The night crackles as the storm of flitting moves off. We jump up and down and hug each other, tension leaking out. We chat and look at the sky, sparkling with Orion, Seven Sisters and the Plough. This is us, standing here. All the best part of us, and another moment etched in our memories, to be invited back and relived in conversations for years to come. Remember that night, when fluttering stars calmed a storm in all of us.Dara McAnulty, Diary of a Young Naturalist
part of the miracle of McAnulty’s writing is that he writes as evocatively about his neurocognitive otherness as he does about the dandelions, the otters, and the caterpillars. he is something of a spelunker into the unexplored wilds of the world seen through an asperger’s lens.
again, from the prologue, where he writes matter-of-factly:
“Not only is our family bound together by blood, we are all autistic, all except Dad [a conservationist] — he’s the odd one out, and he’s also the one we rely on to deconstruct the mysteries of not just the natural world but the human one too. Together, we make for an eccentric and chaotic bunch. We’re pretty formidable, really.

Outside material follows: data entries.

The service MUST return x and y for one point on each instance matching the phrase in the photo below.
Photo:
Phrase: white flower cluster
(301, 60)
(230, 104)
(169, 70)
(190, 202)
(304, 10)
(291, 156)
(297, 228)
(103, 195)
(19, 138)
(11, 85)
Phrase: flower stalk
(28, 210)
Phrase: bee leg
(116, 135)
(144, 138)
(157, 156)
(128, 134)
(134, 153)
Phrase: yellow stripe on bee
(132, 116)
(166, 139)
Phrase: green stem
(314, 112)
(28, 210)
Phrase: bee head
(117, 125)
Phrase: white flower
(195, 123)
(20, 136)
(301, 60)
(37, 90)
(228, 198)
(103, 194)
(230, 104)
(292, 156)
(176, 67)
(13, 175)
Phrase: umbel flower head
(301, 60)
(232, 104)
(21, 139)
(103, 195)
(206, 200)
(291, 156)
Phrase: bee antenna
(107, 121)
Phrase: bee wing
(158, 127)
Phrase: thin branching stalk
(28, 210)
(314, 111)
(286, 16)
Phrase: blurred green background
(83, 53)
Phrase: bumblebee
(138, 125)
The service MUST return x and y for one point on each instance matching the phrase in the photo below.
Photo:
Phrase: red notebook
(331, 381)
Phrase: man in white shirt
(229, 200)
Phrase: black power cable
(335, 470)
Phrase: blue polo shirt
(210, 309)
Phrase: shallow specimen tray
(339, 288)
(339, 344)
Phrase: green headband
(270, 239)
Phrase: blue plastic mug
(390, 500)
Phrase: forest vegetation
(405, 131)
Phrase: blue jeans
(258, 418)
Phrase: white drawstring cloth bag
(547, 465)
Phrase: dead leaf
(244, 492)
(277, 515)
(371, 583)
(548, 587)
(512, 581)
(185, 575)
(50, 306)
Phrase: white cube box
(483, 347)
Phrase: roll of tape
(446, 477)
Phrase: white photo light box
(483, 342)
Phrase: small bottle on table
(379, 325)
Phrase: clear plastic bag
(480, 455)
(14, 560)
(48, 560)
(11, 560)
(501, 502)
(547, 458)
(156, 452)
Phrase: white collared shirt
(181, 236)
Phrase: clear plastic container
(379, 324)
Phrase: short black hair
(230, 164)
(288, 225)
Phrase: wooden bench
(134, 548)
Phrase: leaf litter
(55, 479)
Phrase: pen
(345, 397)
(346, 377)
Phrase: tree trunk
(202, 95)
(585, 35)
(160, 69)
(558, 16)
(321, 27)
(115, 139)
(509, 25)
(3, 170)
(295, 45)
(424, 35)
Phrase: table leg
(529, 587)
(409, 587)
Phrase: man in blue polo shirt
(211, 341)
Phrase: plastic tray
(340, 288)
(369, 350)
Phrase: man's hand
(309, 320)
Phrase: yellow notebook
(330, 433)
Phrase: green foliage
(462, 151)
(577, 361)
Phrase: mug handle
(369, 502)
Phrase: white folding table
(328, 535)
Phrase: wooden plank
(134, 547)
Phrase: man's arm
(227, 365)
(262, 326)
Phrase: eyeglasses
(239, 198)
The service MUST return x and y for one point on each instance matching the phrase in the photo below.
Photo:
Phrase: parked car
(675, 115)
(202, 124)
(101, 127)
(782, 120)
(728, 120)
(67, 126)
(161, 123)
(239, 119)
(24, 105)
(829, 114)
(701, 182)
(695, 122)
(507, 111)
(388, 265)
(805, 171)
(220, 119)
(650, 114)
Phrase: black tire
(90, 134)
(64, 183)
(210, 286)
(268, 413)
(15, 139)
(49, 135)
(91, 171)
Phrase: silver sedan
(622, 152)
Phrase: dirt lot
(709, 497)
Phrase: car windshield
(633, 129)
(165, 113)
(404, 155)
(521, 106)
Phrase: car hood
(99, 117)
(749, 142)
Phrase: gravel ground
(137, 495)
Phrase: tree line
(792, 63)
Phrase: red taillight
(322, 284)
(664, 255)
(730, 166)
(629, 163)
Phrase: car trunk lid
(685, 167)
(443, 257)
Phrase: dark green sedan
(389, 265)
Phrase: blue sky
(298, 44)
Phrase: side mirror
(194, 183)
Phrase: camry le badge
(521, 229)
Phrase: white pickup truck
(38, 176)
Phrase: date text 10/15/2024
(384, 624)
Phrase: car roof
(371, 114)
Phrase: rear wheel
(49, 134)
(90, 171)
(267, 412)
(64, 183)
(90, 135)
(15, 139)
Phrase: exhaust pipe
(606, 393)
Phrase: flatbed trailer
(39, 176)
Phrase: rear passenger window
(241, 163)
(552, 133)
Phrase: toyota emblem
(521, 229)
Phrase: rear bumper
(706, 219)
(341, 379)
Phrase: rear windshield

We’re as close as otters, and huddled together, we make our way out in the world.”
he writes, bracingly, about being bullied. about how, under the fluorescent lights of a classroom, he feels “boxed in, a wild thing caged.” he writes of the foul-mouthed insults hurled his way. simply because he’s not like the others.
i’d say he’s beyond them.
reading his stripped-bare sentences, my eyes stung with tears. and in his aloneness, i felt the walls of my own heart reaching toward his. i found not merely comfort, but the rarest of company.
how blessed is the world that from his distant landscape of otherness, he makes art from life’s murkiest shadows to its patches of purest white light.
McAnulty’s latest book, wild child: a journey through nature, a multi-sensory jaunt through the wilds especially for children, was published last summer, and described as a “dreamy dive” into the natural world. he’s planning another book about his wanderings around ireland, connecting nature with myth. i’ve taken a number and am already standing in line for that one.
for i’ve found, in the pages gloriously inscribed by a boy who writes in tender tones, who sees the world in ways that make me truly see, a kindred spirit, a diarist who makes me feel safe and warmed in the clutches of this holy, holy earth.
what are the titles that bring you comfort in these trying times? and how precisely do they do so?